Loading...

XML

Word

Printable

Type: Enhancement
Resolution: Won't Do
Priority: Major
Fix Version/s: None
Affects Version/s: JDG 7.1.0 GA
Component/s: None
Labels:
- Keycloak

Forum Reference:
https://developer.jboss.org/thread/276274

SFDC Cases Counter:
SFDC Cases Open:
SFDC Cases Links:

I have setup of 2 JDG 7.1 servers, which are supposed to be set for cross-site setup. They are connected through the RELAY2 protocol and have caches in the SYNC backup mode. Pretty much similar to the documentation setup: https://access.redhat.com/documentation/en-us/red_hat_jboss_data_grid/7.1/html/administration_and_configuration_guide/set_up_cross_datacenter_replication#configure_cross_datacenter_replication_remote_client_server_mode

Then I have a simple Java application, which connects to the infinispan server through the hotrod (RemoteCache). I am seeing the deadlock when there is an attempt to write record to the same key "123" on both sites concurrently. There are those exceptions in the server.log of both servers:

20:30:15,461 ERROR [org.infinispan.interceptors.impl.InvocationContextInterceptor] (HotRodServerHandler-8-32) ISPN000136: Error executing command ReplaceCommand, writing keys [[B0x033E03313233]: The local cache sessions failed to backup data to the remote sites:
LON: org.infinispan.util.concurrent.TimeoutException: Timed out after 10 seconds waiting for a response from LON (sync, timeout=10000)

	at org.infinispan.xsite.BackupSenderImpl.processFailedResponses(BackupSenderImpl.java:227)
	at org.infinispan.xsite.BackupSenderImpl.processResponses(BackupSenderImpl.java:132)
	at org.infinispan.xsite.BackupSenderImpl.processResponses(BackupSenderImpl.java:124)
	at org.infinispan.interceptors.xsite.NonTransactionalBackupInterceptor.lambda$handleSingleKeyWriteCommand$0(NonTransactionalBackupInterceptor.java:58)
	at org.infinispan.interceptors.xsite.NonTransactionalBackupInterceptor$$Lambda$303/1579852903.accept(Unknown Source)
	at org.infinispan.interceptors.BaseAsyncInterceptor.invokeNextThenAccept(BaseAsyncInterceptor.java:108)

I am also attaching the files with thread dumps from both servers.

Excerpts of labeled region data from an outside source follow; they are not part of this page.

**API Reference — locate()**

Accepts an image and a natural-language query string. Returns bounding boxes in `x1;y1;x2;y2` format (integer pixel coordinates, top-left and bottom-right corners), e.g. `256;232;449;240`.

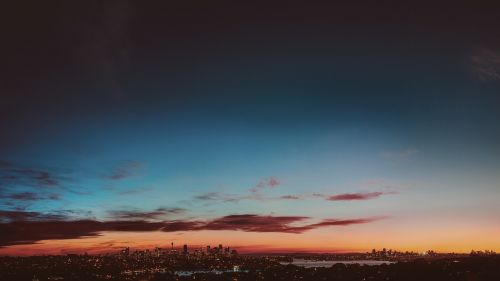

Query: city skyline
0;1;500;256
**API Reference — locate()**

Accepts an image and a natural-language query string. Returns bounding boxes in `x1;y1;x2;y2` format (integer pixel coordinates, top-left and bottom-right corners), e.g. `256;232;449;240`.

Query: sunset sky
0;1;500;255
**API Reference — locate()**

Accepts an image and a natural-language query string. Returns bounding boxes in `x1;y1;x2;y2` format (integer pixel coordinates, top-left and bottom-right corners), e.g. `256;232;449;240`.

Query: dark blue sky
0;1;500;252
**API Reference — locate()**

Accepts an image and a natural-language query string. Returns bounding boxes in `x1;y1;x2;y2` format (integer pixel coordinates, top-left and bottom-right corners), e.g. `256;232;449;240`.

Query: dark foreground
0;255;500;281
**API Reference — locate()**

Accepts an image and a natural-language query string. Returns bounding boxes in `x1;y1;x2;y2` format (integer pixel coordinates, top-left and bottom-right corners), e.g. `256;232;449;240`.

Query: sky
0;1;500;255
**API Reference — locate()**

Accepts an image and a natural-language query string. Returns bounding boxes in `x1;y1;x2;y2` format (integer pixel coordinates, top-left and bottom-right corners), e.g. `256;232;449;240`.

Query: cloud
117;187;153;195
250;177;281;192
326;191;394;201
0;161;61;187
108;161;142;180
469;48;500;81
108;208;186;220
383;148;418;161
280;195;302;200
0;211;383;246
0;210;92;223
0;192;61;201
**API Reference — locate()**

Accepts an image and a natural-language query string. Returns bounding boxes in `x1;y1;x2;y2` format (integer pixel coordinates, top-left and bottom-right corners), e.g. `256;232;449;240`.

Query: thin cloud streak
326;191;395;201
0;211;384;246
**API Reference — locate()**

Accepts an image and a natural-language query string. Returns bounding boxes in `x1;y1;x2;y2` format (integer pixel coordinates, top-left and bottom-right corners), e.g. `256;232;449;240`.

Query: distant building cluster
120;243;238;257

If I am analyzing the thread-dump correctly, I see that what happened is:

Site1 transaction1: cache.replace("123", val)

Site1 transaction1: lockManager.lock("123", ...) called from AbstractLockingInterceptor. Acquired "site1-lock".

Site1 transaction1: BackupSender.backupWrite called for "123" and sending backup to Site2

Concurrently with it, I have on site2:

Site2 transaction2: cache.replace("123", val);

Site2 transaction2: lockManager.lock("123", ...) called from AbstractLockingInterceptor. Acquired "site2-lock".

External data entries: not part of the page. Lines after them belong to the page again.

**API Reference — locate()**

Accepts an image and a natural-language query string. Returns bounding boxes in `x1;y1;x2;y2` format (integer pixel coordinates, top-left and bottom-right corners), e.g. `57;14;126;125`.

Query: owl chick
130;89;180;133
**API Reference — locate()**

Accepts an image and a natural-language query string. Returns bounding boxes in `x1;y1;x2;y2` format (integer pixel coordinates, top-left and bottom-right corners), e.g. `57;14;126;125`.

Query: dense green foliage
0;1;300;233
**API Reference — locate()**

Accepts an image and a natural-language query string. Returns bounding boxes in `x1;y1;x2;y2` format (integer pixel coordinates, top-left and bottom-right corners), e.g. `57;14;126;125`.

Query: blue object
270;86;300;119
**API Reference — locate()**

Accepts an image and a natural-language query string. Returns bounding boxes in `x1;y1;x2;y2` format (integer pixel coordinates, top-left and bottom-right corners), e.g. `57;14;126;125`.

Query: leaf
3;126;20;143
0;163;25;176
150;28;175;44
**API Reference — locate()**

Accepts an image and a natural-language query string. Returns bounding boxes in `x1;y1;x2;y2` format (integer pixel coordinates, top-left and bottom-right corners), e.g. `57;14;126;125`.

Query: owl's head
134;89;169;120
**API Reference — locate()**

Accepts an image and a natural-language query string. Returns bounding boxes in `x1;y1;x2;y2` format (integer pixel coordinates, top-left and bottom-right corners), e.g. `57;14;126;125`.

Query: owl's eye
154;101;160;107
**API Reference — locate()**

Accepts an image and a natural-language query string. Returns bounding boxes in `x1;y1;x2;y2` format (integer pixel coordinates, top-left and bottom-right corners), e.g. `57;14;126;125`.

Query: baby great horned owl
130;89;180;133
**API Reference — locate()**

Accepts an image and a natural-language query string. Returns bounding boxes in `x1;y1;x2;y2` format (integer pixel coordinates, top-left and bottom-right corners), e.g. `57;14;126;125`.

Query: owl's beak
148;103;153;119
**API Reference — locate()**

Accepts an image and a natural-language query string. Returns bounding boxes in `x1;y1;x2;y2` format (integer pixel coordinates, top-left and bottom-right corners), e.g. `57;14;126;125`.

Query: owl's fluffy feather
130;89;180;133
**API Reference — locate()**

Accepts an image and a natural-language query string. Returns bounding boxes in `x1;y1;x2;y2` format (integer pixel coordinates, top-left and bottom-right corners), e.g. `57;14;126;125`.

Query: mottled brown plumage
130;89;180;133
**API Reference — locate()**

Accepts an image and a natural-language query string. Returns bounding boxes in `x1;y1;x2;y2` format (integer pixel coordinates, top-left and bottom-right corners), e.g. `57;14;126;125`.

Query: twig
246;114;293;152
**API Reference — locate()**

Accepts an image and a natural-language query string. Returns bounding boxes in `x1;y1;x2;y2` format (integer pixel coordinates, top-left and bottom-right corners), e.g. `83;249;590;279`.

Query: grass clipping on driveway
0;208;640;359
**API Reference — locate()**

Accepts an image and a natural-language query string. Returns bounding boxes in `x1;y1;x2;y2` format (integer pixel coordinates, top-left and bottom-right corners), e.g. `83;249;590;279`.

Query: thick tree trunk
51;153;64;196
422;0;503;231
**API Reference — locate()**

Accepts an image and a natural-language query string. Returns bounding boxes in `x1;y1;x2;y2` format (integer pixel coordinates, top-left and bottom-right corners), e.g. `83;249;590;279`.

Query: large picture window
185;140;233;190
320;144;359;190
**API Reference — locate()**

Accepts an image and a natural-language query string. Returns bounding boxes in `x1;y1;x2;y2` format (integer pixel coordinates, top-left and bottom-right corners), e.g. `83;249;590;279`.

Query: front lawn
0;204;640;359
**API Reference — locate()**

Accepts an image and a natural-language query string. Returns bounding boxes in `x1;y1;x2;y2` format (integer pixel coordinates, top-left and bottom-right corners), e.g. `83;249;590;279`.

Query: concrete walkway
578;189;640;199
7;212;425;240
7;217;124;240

Site2 transaction2: BackupSender.backupWrite called for "123" and sending backup to Site1

In the meantime, Site2 received backup from Site1 (triggered by Site1 transaction1). But BaseBackupReceiver on site2 needs to wait for Site2 transaction2, for the site2-lock, so cannot continue. But site1 transaction1 is waiting for the response from BaseBackupReceiver, so cannot continue.

In the meantime, Site1 received backup from Site2 (triggered by Site2 transaction2). But BaseBackupReceiver on site1 needs to wait for Site1 transaction1, for the site1-lock, so cannot continue. But site2 transaction2 is waiting for the response from BaseBackupReceiver, so cannot continue.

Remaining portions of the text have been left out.